Just another bit of information too.  When the rain stops, its bloody hot and humid, take plenty of shade and fluid.  The heat seemed to affect a lot of small barra too.  On some of the larger flats you could see groups of them in about six inches of water, and they appeared to be drousy.  It took a fly to hit them to get them to move, and then they would just swim back into their mob.  They were only small, and they seem to be playing, running on their sides and running into each other.  It was only on the edge of these flats that we managed fish, and they came out of the drains, where I assume the water wasn't as hot.

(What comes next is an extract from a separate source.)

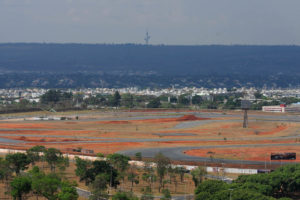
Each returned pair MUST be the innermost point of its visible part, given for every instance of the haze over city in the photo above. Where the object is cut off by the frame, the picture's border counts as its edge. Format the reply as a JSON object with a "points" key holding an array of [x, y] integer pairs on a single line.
{"points": [[192, 22]]}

There are huge bloody threadies out there though, rolling on their sides in the shallows and it needed very long casts to try and reach them on the big flats that were too shallow for the boat. (Even thought of walking the flats to get to them.)  You could see them about 100 feet away in Vigilant, going in circles and cleaning up the jellies.  We got a lot of distance casting practice there, but did no good on them.

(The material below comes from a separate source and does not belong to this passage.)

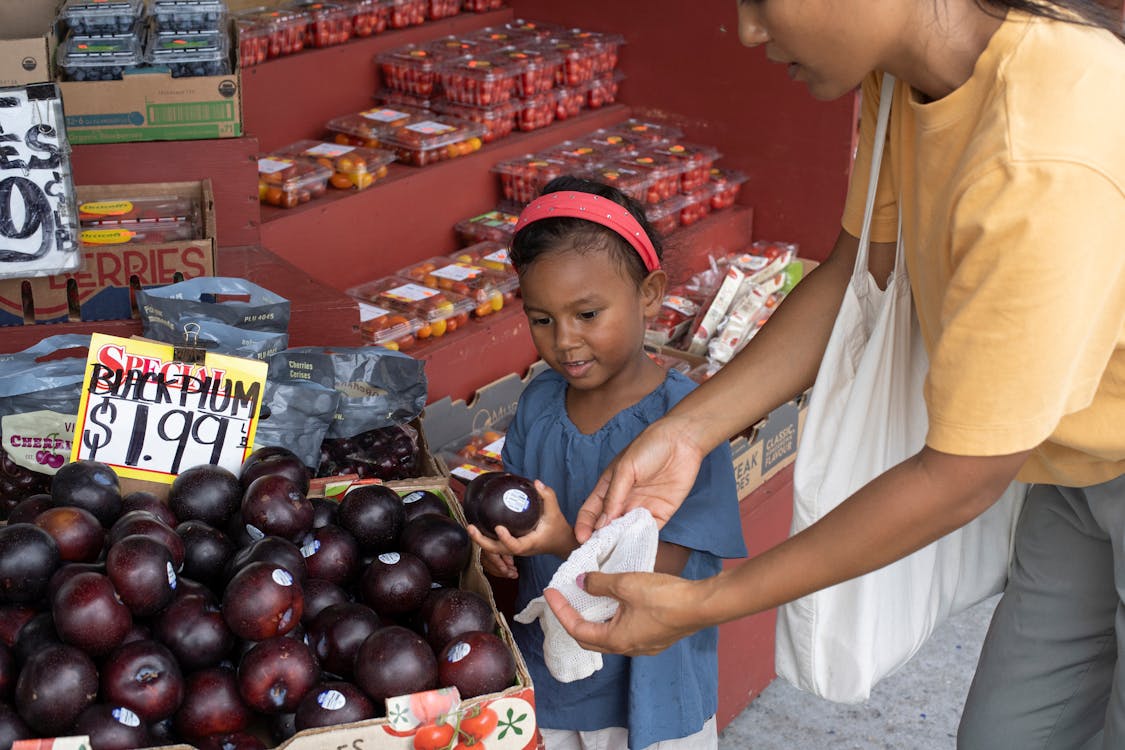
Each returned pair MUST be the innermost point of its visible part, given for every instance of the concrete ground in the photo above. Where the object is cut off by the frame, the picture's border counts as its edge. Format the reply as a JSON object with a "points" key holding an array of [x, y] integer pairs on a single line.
{"points": [[916, 708]]}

Knife Island had heaps of bait balls, (not jellies) and the smaller pelagics were herding them up onto the edge of the island.  There was the odd big fish that came through as well, but the smaller fish, ranging from 40 to 60 for the queenies, and 20 to 40 for the trevours, kept taking the flies.

All in all we had a ball, and just a bit of advice, because we wanted a heap of photos, off both the camera and the go pro, I downloaded them each evening off the cameras onto the small computer, then wiped the card clean so I had plenty of room on them.  Now I can't get the bloody computer to work.  So when you down load off your memory card, don't delete them until you know you can get them back.